Malick Mbaye

Personal information
- Date of birth: 24 November 1996 (age 28)
- Place of birth: Dakar, Senegal
- Height: 6 ft 0 in (1.83 m)
- Position(s): Defender

Youth career
- 2013–2016: Montverde Academy

College career
- Years: Team / Apps / (Gls)
- 2016–2019: Clemson Tigers / 72 / (7)

Senior career*
- Years: Team / Apps / (Gls)
- 2017: SIMA Águilas / 12 / (4)
- 2019: Greenville FC / 3 / (1)
- 2020–2021: North Carolina FC / 25 / (1)

Managerial career
- 2023: Clemson (assistant)

= Malick Mbaye (footballer, born 1996) =

Senegalese footballer

Malick Mbaye (born 24 November 1996) is a Senegalese professional footballer who most recently played as a defender for North Carolina FC in USL League One.

==Career==
===Amateur===
Mbaye played for Soccer Institute at Montverde Academy in Florida. In 2017, he played for SIMA Águilas of the Premier Development League, scoring four goals in 12 games.

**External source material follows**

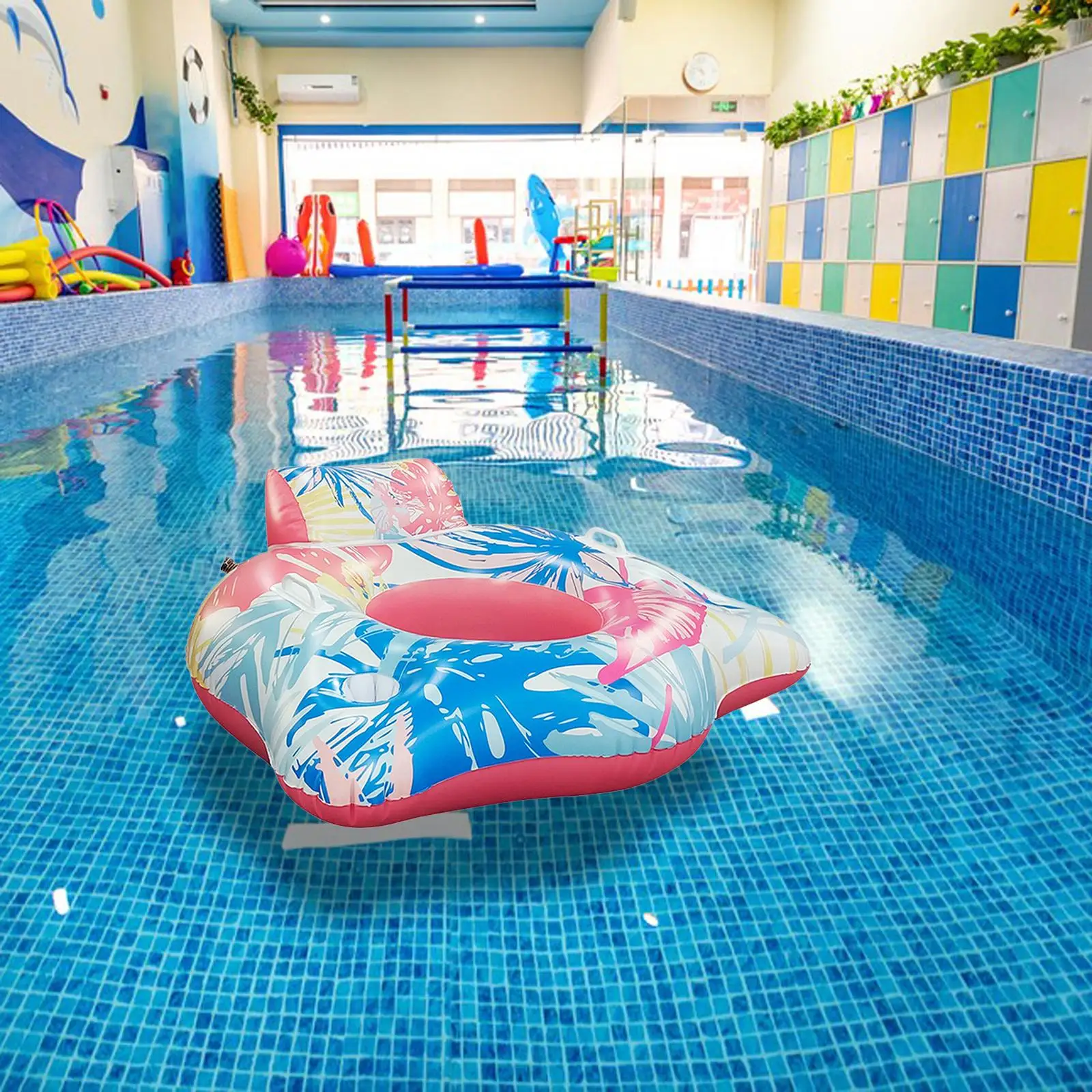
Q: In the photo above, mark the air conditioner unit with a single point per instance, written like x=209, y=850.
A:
x=318, y=89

In 2019, Mbaye played with Greenville FC of the National Premier Soccer League.

===College===
Mbaye played college soccer at Clemson University from 2016 and 2019. In his freshman year, he was named to the ACC All-Freshmen Team. In his senior season, he was named ACC Men's Soccer Defensive Player of the Year.

===Professional===
Mbaye was drafted 33rd overall in the 2020 MLS SuperDraft by Toronto FC. He attended pre-season with Toronto, but left their training camp and signed with North Carolina FC of the USL Championship. He made his debut with the team when he entered as a substitution during a match against Charlotte Independence on 5 September 2020.